YouTuber XV 2026 – 35 x 50cm, oil, acrylic on canvas
This painting inverts the conventional relationship between mark and surface. Rather than copying a source drawing onto canvas, a black ground was laid down first, followed by a cream oil layer, the image was carved out from there. The figure emerges from darkness rather than being built upon light, excavation rather than construction.
This process mirrors the attention economy’s extractive logic. Just as YouTube’s algorithm mines users for engagement, scraping away at selfhood to extract monetizable content, the process literally scrapes away material to reveal what lies beneath. Each carved line depletes the surface, removes substance. The figure isn’t built up through accumulated marks but hollowed out, worn down through repeated incisions, a formal analogy for creator burnout, for the way platform capitalism exhausts its subjects.
The scratched, carved lines have a quality entirely different from drawn marks, more urgent, more physical, more violent. The dense cross-hatching that fills the composition creates a visual static, like interference or signal noise, the figure barely coalescing out of the chaos. The main head is punctuated by the figures hand, possibly raised in defence, the surrounding lines appear as psychological pressure rendered visible.

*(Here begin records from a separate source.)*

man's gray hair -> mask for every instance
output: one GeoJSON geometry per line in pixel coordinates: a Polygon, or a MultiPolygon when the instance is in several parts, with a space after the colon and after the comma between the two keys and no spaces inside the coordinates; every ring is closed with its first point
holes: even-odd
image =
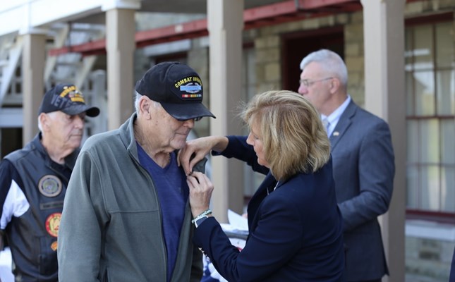
{"type": "Polygon", "coordinates": [[[341,57],[336,53],[327,49],[310,53],[301,62],[301,69],[303,70],[305,67],[313,62],[320,63],[326,73],[339,79],[343,85],[348,85],[348,69],[341,57]]]}
{"type": "MultiPolygon", "coordinates": [[[[142,97],[142,95],[137,91],[135,91],[135,97],[134,97],[134,108],[136,110],[136,113],[139,114],[139,99],[140,99],[140,97],[142,97]]],[[[155,108],[159,108],[161,106],[161,104],[159,104],[159,102],[151,99],[150,101],[153,102],[153,106],[154,106],[155,108]]]]}

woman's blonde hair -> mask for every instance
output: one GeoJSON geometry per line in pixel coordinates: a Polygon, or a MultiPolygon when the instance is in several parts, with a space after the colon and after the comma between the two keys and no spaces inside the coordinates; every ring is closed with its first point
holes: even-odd
{"type": "Polygon", "coordinates": [[[299,94],[286,90],[258,94],[241,116],[250,128],[257,126],[265,160],[278,180],[315,172],[330,158],[330,142],[320,115],[299,94]]]}

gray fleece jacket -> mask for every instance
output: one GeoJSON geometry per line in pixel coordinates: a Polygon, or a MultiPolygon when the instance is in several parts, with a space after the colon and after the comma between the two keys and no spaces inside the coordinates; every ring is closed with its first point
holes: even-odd
{"type": "MultiPolygon", "coordinates": [[[[85,142],[70,180],[58,238],[59,279],[166,282],[166,253],[159,201],[139,164],[133,116],[119,129],[85,142]]],[[[171,282],[200,281],[189,203],[171,282]]]]}

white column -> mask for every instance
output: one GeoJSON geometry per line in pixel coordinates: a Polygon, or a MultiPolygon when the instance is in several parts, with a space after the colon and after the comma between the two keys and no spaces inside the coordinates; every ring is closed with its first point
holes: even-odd
{"type": "MultiPolygon", "coordinates": [[[[210,134],[241,134],[236,117],[241,99],[243,0],[208,0],[210,34],[210,134]]],[[[228,208],[241,213],[243,206],[243,166],[236,160],[212,158],[214,191],[212,207],[222,222],[227,222],[228,208]]]]}
{"type": "Polygon", "coordinates": [[[404,276],[406,212],[406,0],[361,0],[365,38],[365,108],[387,121],[395,153],[394,192],[389,212],[380,218],[390,276],[404,276]]]}
{"type": "Polygon", "coordinates": [[[135,49],[135,8],[128,1],[107,5],[108,129],[117,128],[133,114],[133,71],[135,49]],[[117,4],[123,2],[123,5],[117,4]],[[117,6],[115,6],[117,5],[117,6]],[[114,6],[114,8],[111,8],[114,6]],[[120,8],[119,8],[120,7],[120,8]]]}
{"type": "Polygon", "coordinates": [[[22,53],[22,92],[23,109],[23,145],[38,132],[38,109],[44,94],[46,59],[45,33],[29,30],[23,38],[22,53]]]}

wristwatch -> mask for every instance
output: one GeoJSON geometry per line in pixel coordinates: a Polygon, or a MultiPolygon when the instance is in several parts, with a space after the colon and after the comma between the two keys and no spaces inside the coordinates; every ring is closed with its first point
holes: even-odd
{"type": "Polygon", "coordinates": [[[196,226],[196,228],[198,228],[198,226],[201,225],[202,223],[204,222],[204,221],[205,219],[208,219],[208,218],[209,218],[209,216],[205,216],[201,217],[200,219],[198,219],[198,220],[194,221],[194,226],[196,226]]]}

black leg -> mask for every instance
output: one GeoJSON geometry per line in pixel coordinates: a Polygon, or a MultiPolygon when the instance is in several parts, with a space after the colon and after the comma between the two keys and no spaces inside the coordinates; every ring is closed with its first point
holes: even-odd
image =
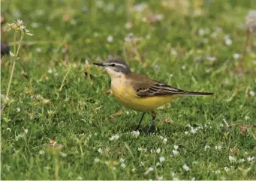
{"type": "Polygon", "coordinates": [[[137,131],[137,130],[139,129],[140,126],[140,123],[141,123],[141,121],[142,121],[142,120],[143,119],[144,115],[145,115],[145,112],[143,112],[143,114],[142,114],[142,117],[141,117],[141,118],[140,118],[140,122],[139,122],[139,124],[138,124],[138,126],[137,126],[137,127],[136,127],[136,129],[135,129],[135,131],[137,131]]]}
{"type": "Polygon", "coordinates": [[[155,117],[156,117],[156,114],[155,114],[155,112],[152,111],[152,120],[150,121],[150,126],[148,128],[148,130],[146,130],[146,133],[149,133],[151,128],[155,125],[155,117]]]}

Two inset screens on the right create a telling contrast. In the upper one, a figure has been scratched out, it is barely visible. The lower screen is painted in looser, more lyrical brushstrokes, compared to the above the figure, this one has relative clarity and composure, a figure at a desk, the professional YouTube setup rendered with some control. Two screens, two registers of the same performance, one still maintaining the broadcast face, the other already disintegrating.
The carved main figure and the brushed inset screens set up a dialogue between two methods, excavation and application, destruction and construction. The main figure is being uncovered, unearthed from beneath the surface, while the screen figures are being built up. Perhaps the “real” self is what you dig down to find, while the performed self is what gets painted on top.